As our weather finally warms, ticks will reappear in increasing numbers. During the last 15 months of my rheumatology practice (September 2013 through December 2014), more than 200 patients were checked for tick-related diseases. I had 147 patients who had positive blood tests for alpha gal tick disease that has been related to mammalian meat allergy. However, among those patients, only one had a previous history of hives or severe allergic reaction to beef, pork , lamb or venison. My patients presented with musculoskeletal symptoms, skin changes, lab tests worrisome for lupus or paresthesias (nerve-related symptoms).
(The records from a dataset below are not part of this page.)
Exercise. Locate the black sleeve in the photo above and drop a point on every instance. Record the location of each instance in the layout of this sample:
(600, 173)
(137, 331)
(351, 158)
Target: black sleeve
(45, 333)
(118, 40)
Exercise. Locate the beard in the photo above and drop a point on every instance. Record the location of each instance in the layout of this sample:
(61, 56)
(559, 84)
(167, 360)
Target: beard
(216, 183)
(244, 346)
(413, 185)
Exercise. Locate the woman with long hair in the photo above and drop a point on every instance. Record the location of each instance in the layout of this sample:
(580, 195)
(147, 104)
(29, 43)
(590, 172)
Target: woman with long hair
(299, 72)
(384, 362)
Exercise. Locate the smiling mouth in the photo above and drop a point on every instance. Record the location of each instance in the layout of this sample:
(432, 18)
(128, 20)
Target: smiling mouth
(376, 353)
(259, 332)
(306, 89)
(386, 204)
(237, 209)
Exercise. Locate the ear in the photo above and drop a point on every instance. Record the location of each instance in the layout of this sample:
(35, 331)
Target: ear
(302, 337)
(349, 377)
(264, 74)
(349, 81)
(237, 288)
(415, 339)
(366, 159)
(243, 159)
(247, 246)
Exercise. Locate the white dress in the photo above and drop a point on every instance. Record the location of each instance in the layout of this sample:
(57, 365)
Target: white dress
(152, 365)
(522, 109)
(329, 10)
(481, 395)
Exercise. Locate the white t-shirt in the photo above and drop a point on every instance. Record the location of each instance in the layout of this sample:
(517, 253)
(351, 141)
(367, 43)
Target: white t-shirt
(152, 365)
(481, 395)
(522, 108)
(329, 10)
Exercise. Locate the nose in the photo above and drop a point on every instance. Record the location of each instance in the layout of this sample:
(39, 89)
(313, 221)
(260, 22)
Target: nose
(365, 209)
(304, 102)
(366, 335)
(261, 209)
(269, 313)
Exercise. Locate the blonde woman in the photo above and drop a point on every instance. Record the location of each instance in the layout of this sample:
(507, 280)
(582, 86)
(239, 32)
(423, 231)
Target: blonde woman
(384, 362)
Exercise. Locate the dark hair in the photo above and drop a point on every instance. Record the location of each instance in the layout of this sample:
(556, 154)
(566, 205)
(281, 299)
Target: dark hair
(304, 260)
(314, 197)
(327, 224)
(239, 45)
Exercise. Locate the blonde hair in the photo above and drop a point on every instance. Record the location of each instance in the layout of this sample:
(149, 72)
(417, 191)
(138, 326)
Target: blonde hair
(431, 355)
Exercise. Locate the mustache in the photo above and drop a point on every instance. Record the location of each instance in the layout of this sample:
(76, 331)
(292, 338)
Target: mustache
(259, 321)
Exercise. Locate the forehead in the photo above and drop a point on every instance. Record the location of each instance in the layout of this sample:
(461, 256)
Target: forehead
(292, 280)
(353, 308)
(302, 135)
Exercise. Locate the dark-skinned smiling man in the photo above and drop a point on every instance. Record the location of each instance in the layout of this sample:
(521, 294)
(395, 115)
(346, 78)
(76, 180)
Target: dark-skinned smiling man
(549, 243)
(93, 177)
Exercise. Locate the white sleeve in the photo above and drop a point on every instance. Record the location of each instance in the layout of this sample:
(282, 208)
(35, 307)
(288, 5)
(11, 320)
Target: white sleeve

Tick-panel blood tests during that time detected only one case of Lyme disease.
Alpha gal tick disease is more prevalent than Lyme disease. Most patients do not have classic mammalian meat allergy symptoms but, like Lyme disease, have a variety of manifestations. Many patients had improvement in their joint symptoms with diet restriction of mammalian meat, followed by treatment along the lines of Lyme disease, some with trials of doxycycline and others requiring treatment for inflammatory arthritis.
I think alpha gal tick disease will be like Lyme disease with a myriad of presentations. The standard tick panel of blood tests does not include the alpha gal test (Galactose-alpha-1,3-galactose IgE test). Ask your doctor to add this test if there is suspicion of tick disease. (Note: this is not the test for galactosidase enzyme deficiency seen with an unusual metabolic disease, Fabry’s disease).
Dr. JEFFREY W. WILSON
Source: Lynchburg News Advance
Was out with my boys today. Didn’t bug spray up like we should have.
Had over 100 on my pants.
Found 10 on me and my youngest son. And 30 on my oldest.
They were microscopic larval stage ticks. Likely “lone stars” as the black legs don’t usually feed on humans at the larva stage. http://www.vdh.virginia.gov/epidemiology/dee/vectorborne/documents/brochure.pdf
A reminder to be prepared and not cut corners. A little prevention would have helped.